So you keep saying.
When Marco Tulio Hernandez left New Orleans to visit his cousin in Mississippi on March 13, he didn’t expect to end up in handcuffs. As an immigrant enrolled in the Intensive Supervision Appearance Program (ISAP)—an alternative to detention program for people in immigration proceedings—he wasn’t allowed to leave Louisiana without permission. But he’d met with his ISAP officer a few days prior to his trip, and according to Hernandez, she gave him permission to buy the bus ticket and go to Mississippi.
Hernandez, an asylum seeker from Honduras, says that in his four years in and out of ISAP, he’s complied with all the program’s rules.
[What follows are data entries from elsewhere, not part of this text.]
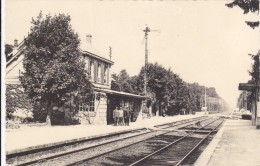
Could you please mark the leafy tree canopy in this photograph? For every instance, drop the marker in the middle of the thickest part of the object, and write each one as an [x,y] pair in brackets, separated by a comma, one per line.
[53,65]
[247,6]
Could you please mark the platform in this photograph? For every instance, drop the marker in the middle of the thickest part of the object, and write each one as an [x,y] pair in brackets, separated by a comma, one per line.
[237,143]
[28,137]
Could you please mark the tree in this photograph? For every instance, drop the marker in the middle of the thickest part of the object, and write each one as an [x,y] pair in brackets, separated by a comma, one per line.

These include weekly office check-ins, unannounced home visits, and geographical limits enforced by his GPS-enabled ankle monitor. He says that the frequency of the check-ins made it difficult for him to maintain a steady job, but because he was afraid of being deported, he never missed one.
But shortly after he returned from Mississippi, officers from Immigration and Customs Enforcement (ICE) arrested him, claiming that he didn’t have authorization to leave the state. Rather than keeping Hernandez out of physical detention, ISAP led him directly into it.
The New Orleans ISAP office declined to discuss Hernandez’s case when asked for comment.